Die verdrängte Generation
So oft forderte die Politik, Solidarität mit den vulnerablen Personengruppen zu zeigen, besonders von den jungen Leuten. Sie sollten doch bitte zu Hause bleiben und auf ihr normales Leben für eine Zeit verzichten, um die Älteren zu schützen. Das war richtig so. Und das haben sie auch gemacht. Auf so vieles haben sie verzichtet, was für sie wichtig ist: Bildung, Treffen mit Freund:innen, Feiern, Daten: Einfach ihr normales Leben. Aber was kam zurück? Ein großes Nichts. Kaum ein Dankeschön, kaum eine Anerkennung, nicht mal ein feuchter Händedruck.
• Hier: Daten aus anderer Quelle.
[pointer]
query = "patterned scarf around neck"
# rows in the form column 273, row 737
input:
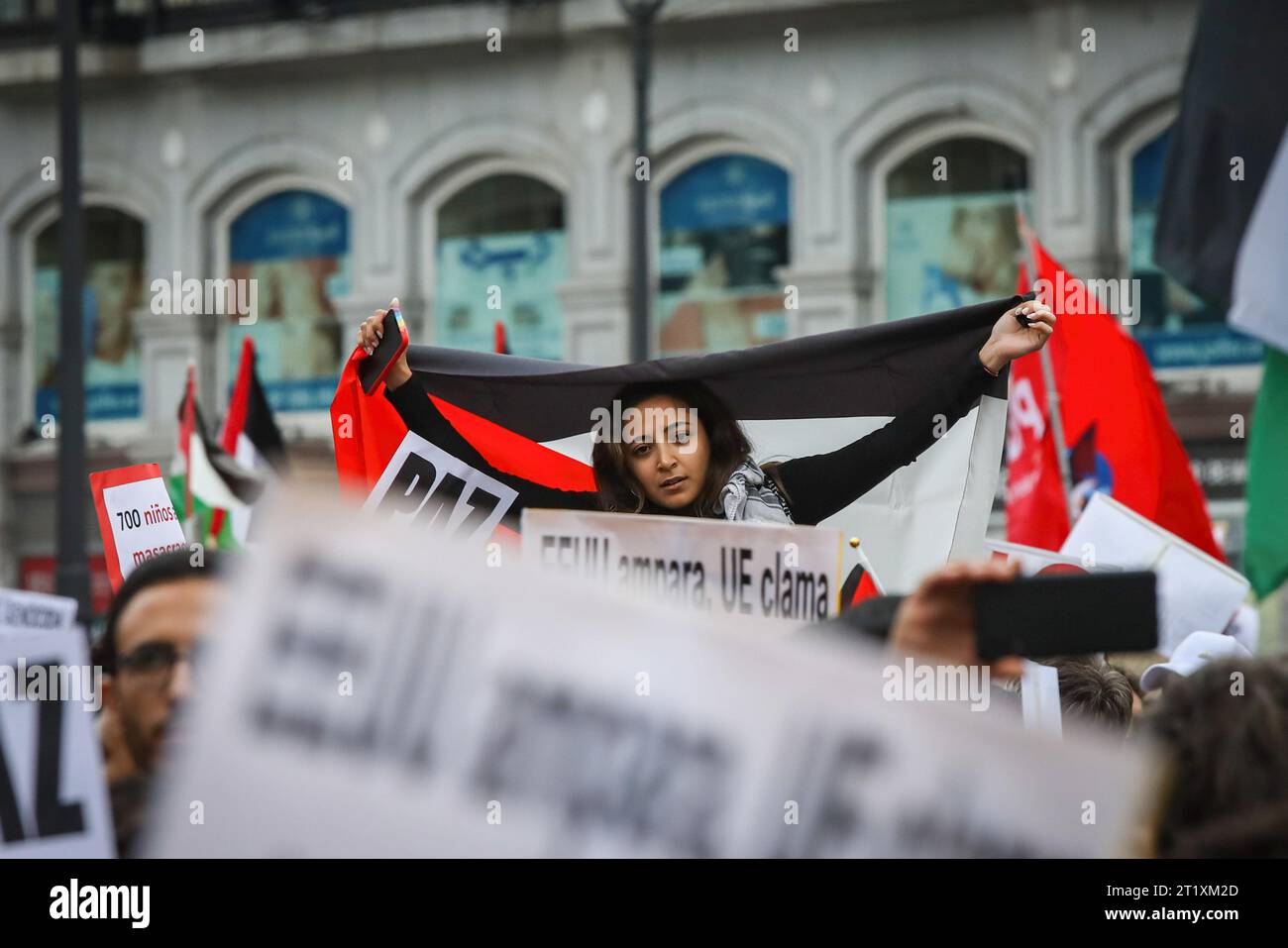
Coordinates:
column 750, row 494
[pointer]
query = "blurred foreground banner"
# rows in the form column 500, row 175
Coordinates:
column 365, row 698
column 53, row 798
column 22, row 610
column 763, row 571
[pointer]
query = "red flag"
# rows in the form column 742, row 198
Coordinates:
column 1116, row 427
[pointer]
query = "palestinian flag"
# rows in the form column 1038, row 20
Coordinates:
column 204, row 478
column 533, row 419
column 252, row 437
column 861, row 583
column 1223, row 228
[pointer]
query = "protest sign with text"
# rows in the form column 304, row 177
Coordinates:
column 22, row 610
column 768, row 571
column 429, row 487
column 136, row 518
column 1196, row 592
column 353, row 710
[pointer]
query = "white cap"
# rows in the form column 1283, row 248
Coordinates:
column 1192, row 655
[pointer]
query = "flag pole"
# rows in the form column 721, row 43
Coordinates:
column 1055, row 417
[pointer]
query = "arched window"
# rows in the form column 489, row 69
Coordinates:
column 501, row 257
column 112, row 295
column 724, row 231
column 949, row 217
column 295, row 247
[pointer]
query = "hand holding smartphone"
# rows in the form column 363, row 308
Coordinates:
column 393, row 343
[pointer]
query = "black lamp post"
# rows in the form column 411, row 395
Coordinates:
column 642, row 14
column 72, row 574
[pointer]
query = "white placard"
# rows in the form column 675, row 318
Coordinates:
column 22, row 610
column 765, row 571
column 1196, row 592
column 136, row 518
column 53, row 800
column 1037, row 562
column 355, row 710
column 429, row 487
column 1039, row 698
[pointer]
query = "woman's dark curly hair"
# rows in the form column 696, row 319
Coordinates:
column 1227, row 730
column 621, row 492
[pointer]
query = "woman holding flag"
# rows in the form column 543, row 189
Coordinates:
column 687, row 455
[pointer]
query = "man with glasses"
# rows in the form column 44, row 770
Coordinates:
column 153, row 627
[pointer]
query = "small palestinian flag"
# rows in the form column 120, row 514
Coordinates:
column 204, row 478
column 861, row 583
column 254, row 441
column 1223, row 227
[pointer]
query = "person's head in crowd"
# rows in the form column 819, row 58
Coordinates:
column 153, row 626
column 673, row 460
column 1137, row 693
column 1227, row 730
column 1095, row 693
column 1196, row 651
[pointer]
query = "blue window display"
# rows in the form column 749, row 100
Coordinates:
column 110, row 301
column 725, row 231
column 501, row 257
column 295, row 247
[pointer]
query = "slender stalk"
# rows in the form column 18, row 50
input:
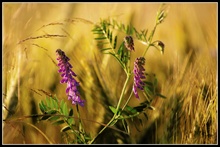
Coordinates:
column 127, row 101
column 80, row 125
column 117, row 108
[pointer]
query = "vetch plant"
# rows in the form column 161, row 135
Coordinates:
column 57, row 111
column 68, row 77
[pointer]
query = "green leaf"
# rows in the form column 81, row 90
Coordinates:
column 54, row 103
column 64, row 129
column 131, row 109
column 146, row 115
column 115, row 42
column 48, row 102
column 59, row 122
column 42, row 107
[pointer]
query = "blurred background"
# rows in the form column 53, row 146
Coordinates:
column 187, row 72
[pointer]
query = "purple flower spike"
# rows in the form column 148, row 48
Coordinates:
column 138, row 75
column 68, row 77
column 129, row 43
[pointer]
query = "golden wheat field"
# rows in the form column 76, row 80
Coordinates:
column 186, row 72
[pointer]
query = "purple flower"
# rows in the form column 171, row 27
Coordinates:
column 129, row 43
column 138, row 75
column 68, row 77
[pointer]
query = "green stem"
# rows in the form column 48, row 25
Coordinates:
column 115, row 116
column 150, row 39
column 81, row 130
column 127, row 101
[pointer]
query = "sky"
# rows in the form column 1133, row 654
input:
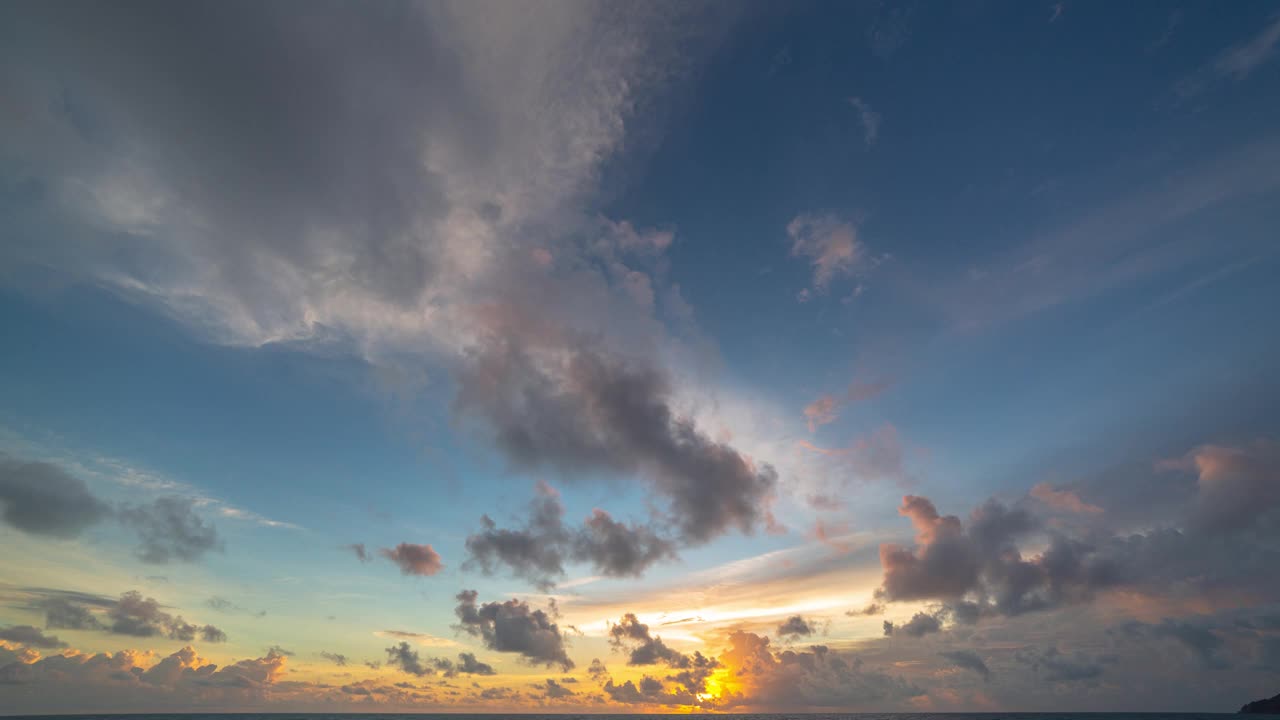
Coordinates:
column 639, row 356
Als die zweite Welle kam, wurden sie beschuldigt, das Virus zu verbreiten. Als Sündenböcke waren sie gut genug? In den nächsten Wellen haben sich die jungen Leute wieder solidarisch gezeigt und sind für die anderen zu Hause geblieben. Bei den laufenden Impfungen haben sie gewartet, damit die vulnerable Gruppe zuerst geschützt wird. Aber wo bleibt dann die Solidarität der Prio-Gruppen in Richtung der Jugend? Sie warteten und schränkten sich ein, damit andere geimpft werden konnten. Als die Jüngeren noch nicht mal die Chance auf die erste Spritze hatten, bekamen andere schon ihre Grundrechte zurück. Wo bleibt die Solidarität der bereits Geimpften, meist aus der älteren Generation? Und wo bleibt diese, wenn es um die Probleme der jungen Generation geht?
Die ignorierte Generation
Liebe Politiker:innen, habt ihr euch mal eingehend mit der Lebensrealität der Jugendlichen auseinandergesetzt? Die meisten fühlen sich durch die aktuelle Politik nicht vertreten, obwohl sie genauso Teil der Gesellschaft sind wie alle anderen auch. Statt nur Klientelpolitik zu machen und die Jugend zu verkennen, sollten auch deren Interessen gehört und vertreten werden!
Junge Menschen denken nicht in Haushalten, sie haben keine betreuungspflichtigen Kinder und sie gehören auch meist nicht zu den vulnerablen Personengruppen. Aber sie haben ebenfalls Bedürfnisse, Sorgen und Hoffnungen. Beschäftigt euch doch mal zur Abwechslung in eurer politischen Agenda auch mit Themen, die für die Jugendlichen wichtig sind: z.B. Klimaerwärmung & Umweltschäden, für die die bisherigen Generationen primär verantwortlich sind und die Zukunft der jüngeren Generation kaputt zu machen drohen. Wo bleibt da die Solidarität? Wie lange möchtet ihr diese Sorgen, Bedürfnisse und Bedrohungen noch ignorieren?
Summa summarum: die Verlorene Generation
Diese Art von Politik und Umgang mit jungen Leuten ist ein Schlag in die Magengrube einer ganzen Generation. Eine Generation, die vor der Herausforderung des Klimawandels steht, der über unser Leben und Überleben als Gemeinschaft entscheiden wird. Darüber wollen sich junge Menschen austauschen und sich in ihren Bildungseinrichtungen auseinandersetzen. Kurzfristig könnten die Kommunen in Städten Möglichkeiten schaffen, damit sich junge Menschen unkompliziert auch mal abends oder nachts treffen können, ohne, dass sie die Anwohner:innen stören. Durchdachte Öffnungskonzepte für Unis und Hochschulen, die bei bestimmten Inzidenzen oder Impfquoten einfach aktiviert werden können, wären schon lange denkbar gewesen.
Es geht um nicht weniger als das Gefühl, nicht zu einer verlorenen Generation verkommen zu müssen! Ihre Sorgen, ihre Wünsche und Bedürfnisse sollten Anreiz genug sein, ihnen eine lebenswerte Perspektive aufzuzeigen.